Wolves vs Sunderland lands at Molineux with the first Premier League meeting at Wolves since December 2011, and both sides arrive carrying very different kinds of pressure. Wolves have not hosted Sunderland in this competition for more than a decade, while Sunderland can draw on two straight league wins in the matchup.

The recent edge sits with Sunderland. They have won their last two league games against Wolves, kept clean sheets in the last four league meetings, and are chasing a first league double over Wolves since 1949-50.

Wolves And Sunderland At Molineux

Wolves have been hard to beat at home in this fixture, with seven home league games unbeaten against Sunderland. The last Premier League meeting at Molineux ended 2-1 to Wolves in December 2011, while the last time Sunderland visited in any league game there was a 0-0 Championship draw in December 2017.

That history gives this match a narrow frame. Sunderland have not just taken points in the last two league meetings; they have also shut Wolves out in four straight league games, a run that stretches back to April 2012.

Wolves' scoring problems

Wolves come in with a blunt attacking record. They have failed to score in a league-high 18 different Premier League games this season and own the lowest shot conversion rate in the division at 7.6%.

The results have piled up with 23 defeats already, a total that is their joint-most in any 38-game league campaign. Their May record adds another layer of strain: Wolves have won just one of their last 18 Premier League games in the month, and they are winless in 10 straight May league matches since beating Aston Villa 1-0 in 2023.

Sunderland's recent edge

Sunderland arrive with their own setback, having lost their last two Premier League games. Those results came in a 4-3 defeat at Aston Villa and a 5-0 home loss to Nottingham Forest, a swing from a team that had not conceded more than three goals in any of its first 32 league games this season.
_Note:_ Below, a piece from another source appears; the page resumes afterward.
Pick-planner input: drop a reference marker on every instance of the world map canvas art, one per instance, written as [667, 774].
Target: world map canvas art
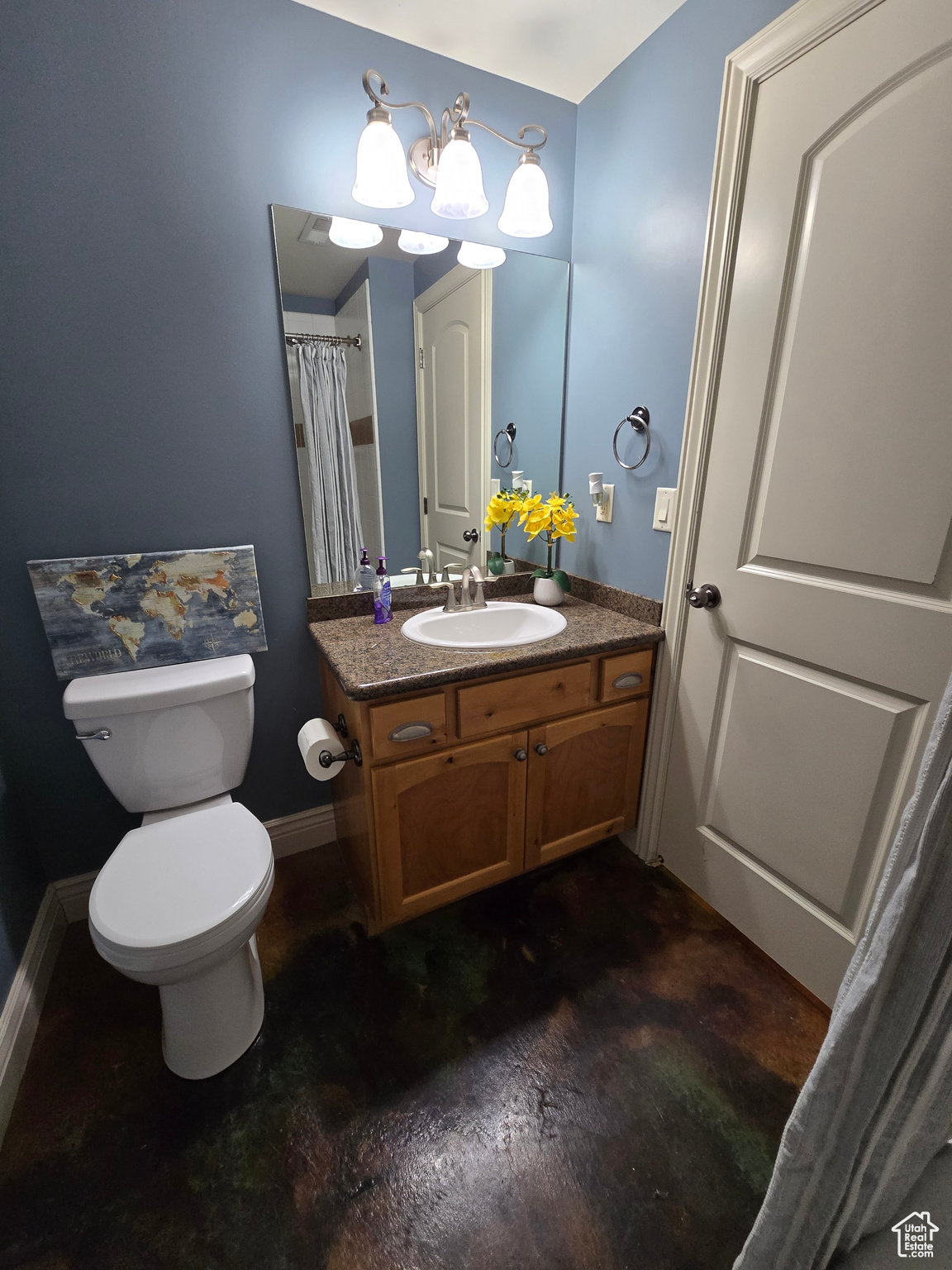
[127, 613]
Even so, their season numbers in front of goal point to a side that can make opponents work. Sunderland have conceded from 9.2% of their shots faced in the Premier League this season, allowing 45 goals from 491 shots.

Wilson Isidor is another indicator of how Sunderland are managing their attacking minutes. No player has played more Premier League games this season without completing 90 minutes in any of them, with Isidor coming off the bench 18 times and being substituted in all 11 of his starts.

For Wolves, the task is simple on paper and awkward in practice: turn home familiarity into goals before Sunderland’s recent grip on the head-to-head settles in again. For Sunderland, another clean sheet would put real weight behind a matchup they have controlled since April 2012.